Chris Wallace

No. 7
- Position: Quarterback

Personal information
- Born: November 4, 1975 (age 50) Springfield, Ohio, U.S.
- Listed height: 6 ft 0 in (1.83 m)
- Listed weight: 240 lb (109 kg)

Career information
- High school: South (Springfield)
- College: Toledo
- NFL draft: 1999: undrafted

Career history
- Carolina Rhinos (2000); Orlando Predators (2001); Tennessee Valley Vipers (2002); Orlando Predators (2002–2003); Florida Firecats (2004–2009); New Orleans VooDoo (2011); Pittsburgh Power (2011); Florida Tarpons (2012–2013); Marion Blue Racers (2014); Florida Tarpons (2015–2018); Atlanta Havoc (2018–2019);

Awards and highlights
- Second-team All-MAC (1997); Jim Nicholson Award (1997); First-team All-UIFL South (2012); UIFL champion (2013); X-League champion (2015);

Career AFL statistics
- Completions: 103
- Attempts: 198
- Yards: 1,283
- Touchdowns: 19
- Interceptions: 6
- Stats at ArenaFan.com

= Chris Wallace (American football) =

American football player (born 1975)

Christopher Wallace (born November 4, 1975) is an American former football quarterback. He played college football for the University of Toledo. He was signed as an undrafted free agent by the Orlando Predators in 2001.

==Early life==
Wallace attended South High School in Springfield, Ohio.

==College career==
Wallace attended the University of Toledo after his graduation from high school. At the time of his graduation, Wallace was the only Rocket to have thrown five touchdowns in a game, achieving the feat twice.
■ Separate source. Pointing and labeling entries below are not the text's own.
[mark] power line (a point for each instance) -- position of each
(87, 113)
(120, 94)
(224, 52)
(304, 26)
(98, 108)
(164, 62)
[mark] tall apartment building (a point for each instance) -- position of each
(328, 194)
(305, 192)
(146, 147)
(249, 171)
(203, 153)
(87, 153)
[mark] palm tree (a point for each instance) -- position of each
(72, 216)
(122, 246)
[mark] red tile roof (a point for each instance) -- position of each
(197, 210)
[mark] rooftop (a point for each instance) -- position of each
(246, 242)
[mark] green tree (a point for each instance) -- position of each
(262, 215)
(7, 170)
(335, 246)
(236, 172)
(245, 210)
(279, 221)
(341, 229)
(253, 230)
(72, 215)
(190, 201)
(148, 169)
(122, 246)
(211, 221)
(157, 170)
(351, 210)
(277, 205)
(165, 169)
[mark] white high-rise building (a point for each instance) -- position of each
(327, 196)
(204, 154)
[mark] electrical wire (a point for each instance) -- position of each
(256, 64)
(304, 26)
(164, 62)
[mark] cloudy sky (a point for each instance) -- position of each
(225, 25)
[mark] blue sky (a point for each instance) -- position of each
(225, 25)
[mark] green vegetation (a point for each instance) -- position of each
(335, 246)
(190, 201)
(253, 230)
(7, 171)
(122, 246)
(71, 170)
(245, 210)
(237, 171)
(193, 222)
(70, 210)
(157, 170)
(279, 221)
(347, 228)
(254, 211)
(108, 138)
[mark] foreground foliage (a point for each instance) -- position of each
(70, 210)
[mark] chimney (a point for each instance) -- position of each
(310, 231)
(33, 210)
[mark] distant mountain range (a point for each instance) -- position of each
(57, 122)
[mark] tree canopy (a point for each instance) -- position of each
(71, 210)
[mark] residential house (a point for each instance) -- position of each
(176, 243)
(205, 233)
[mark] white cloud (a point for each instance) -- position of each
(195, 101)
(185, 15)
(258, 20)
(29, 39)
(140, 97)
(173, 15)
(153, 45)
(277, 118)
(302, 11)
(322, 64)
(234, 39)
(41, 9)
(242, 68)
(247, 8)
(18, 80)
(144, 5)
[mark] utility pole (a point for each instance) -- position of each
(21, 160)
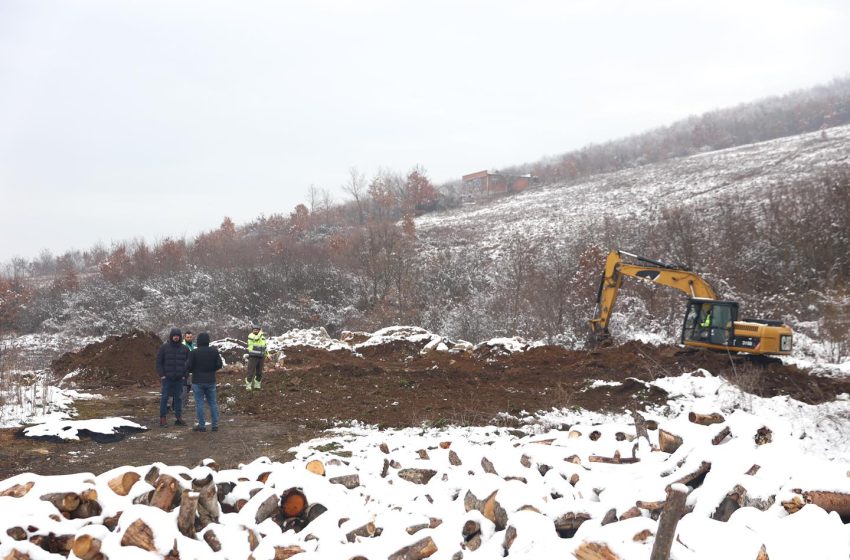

His 27 touchdowns in 1997 were a school record for a single season until they were broken by Bruce Gradkowski in 2003. He currently sits at sixth all time in Toledo history for passing yards in a career.

===Statistics===
Through end of the 1998 season, Wallace' college statistics were as follows:

|  |  | Passing |  |  |  |  |  |  | Rushing |  |  |
|---|---|---|---|---|---|---|---|---|---|---|---|
| Season | Team | Rating | Att | Comp | Pct | Yds | TD | INT | Att | Yds | TD |
| 1995 | Toledo | -66.7 | 3 | 0 | 0.0 | 0 | 0 | 1 | 3 | 3 | 0 |
| 1996 | Toledo | 24.4 | 12 | 3 | 25.0 | 23 | 0 | 1 | 4 | 40 | 0 |
| 1997 | Toledo | 127.3 | 433 | 232 | 53.6 | 2,955 | 27 | 9 | 98 | 232 | 2 |
| 1998 | Toledo | 116.8 | 400 | 219 | 54.8 | 2,476 | 17 | 8 | 93 | -53 | 4 |
|  | Totals | 120.2 | 848 | 454 | 53.5 | 5,454 | 44 | 19 | 198 | 222 | 6 |

==Professional career==

Since commencing his professional career, Wallace has played for a number of indoor football teams. On March 24, 2002, Wallace was placed on injured reserve by the Orlando Predators. He spent eight seasons with the Florida Firecats of the af2 and was that league's all-time leader in passing yardage. In 2011, he was briefly the starting quarterback of the Arena Football League's New Orleans Voodoo, starting two games and winning one; later in the same season he started for the Pittsburgh Power. He joined the Tarpons in 2012 and completed 157 passes on 272 attempts for 2,091 yards and 63 touchdowns, leading the team to a conference title and Ultimate Bowl II. In 2013, Wallace lead the Tarpons to an Ultimate Bowl III victory over the Corpus Christi Fury. In March, 2014, Wallace came back to playing football when he signed with the Marion Blue Racers. Wallace returned to the Tarpons in 2015. He finished off his playing career with the Atlanta Havoc of the American arena league.

==Coaching career==
In June, 2013, Wallace was named the first head coach of the expansion Columbus Beast of the Xtreme Indoor Football League, but when the Beast owner moved his other franchise (the Marion Blue Racers) to the Continental Indoor Football League, it was announced that Wallace was to be the Head Coach for the Blue Racers. However, Wallace left the Blue Racers to pursue his teaching career.